Kate Webb

Whose truths are they anyway?

issue 22 September 2018

Transcription, Kate Atkinson’s 11th novel, sees her returning to the detective fiction she honed in her series about Jackson Brodie, the haunted private eye who, after the murder of his young sister, chased the killers of girls. It also pursues some of the themes of her more recent fictions, Life After Life and A God in Ruins, which explored the ambiguities of war, and questions of chance and fate, with lives played out in multiple permutations. There is, however, no professional detective in Transcription. Instead it falls to an ordinary young woman to fathom the meaning of her life and, by extension, what it means to be caught in the net of history.

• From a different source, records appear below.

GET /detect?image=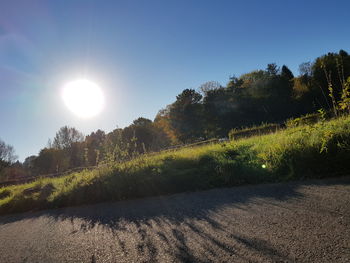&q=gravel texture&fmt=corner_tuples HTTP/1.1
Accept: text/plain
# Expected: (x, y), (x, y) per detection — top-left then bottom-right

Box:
(0, 177), (350, 263)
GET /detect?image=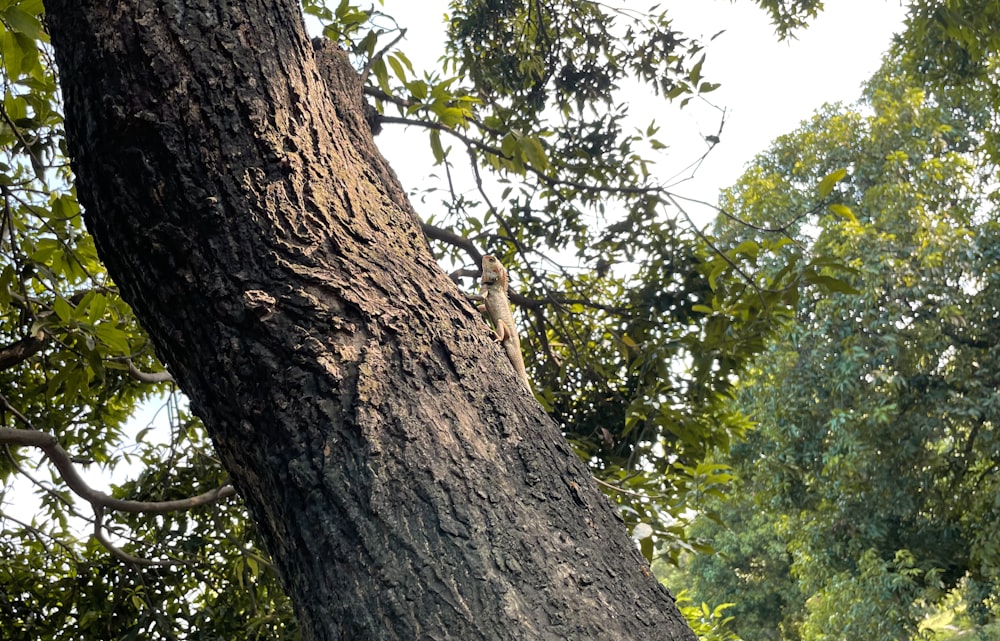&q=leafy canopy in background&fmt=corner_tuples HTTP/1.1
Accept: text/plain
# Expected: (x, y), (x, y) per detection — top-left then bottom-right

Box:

This time around it’s not so much life after life, but aftermath and afterlife that Atkinson is concerned with, making the point that our lives are not tidily parcelled but extend beyond moments of drama into periods of consequence and reckoning. Bookended by two brief scenes in 1981, Transcription jumps between 1940, when a newly orphaned, 18-year-old Juliet Armstrong is recruited as a typist into MI5, and a decade later when she’s working as a producer of children’s radio programmes for the BBC. In the later period she finds people long thought dead, abroad, in prison, or simply gone from her life, returning to haunt her. Is this her imagination running away with her — the thing Perry, her boss at MI5 repeatedly warned against? Or should the threatening notes she’s been receiving be taken seriously?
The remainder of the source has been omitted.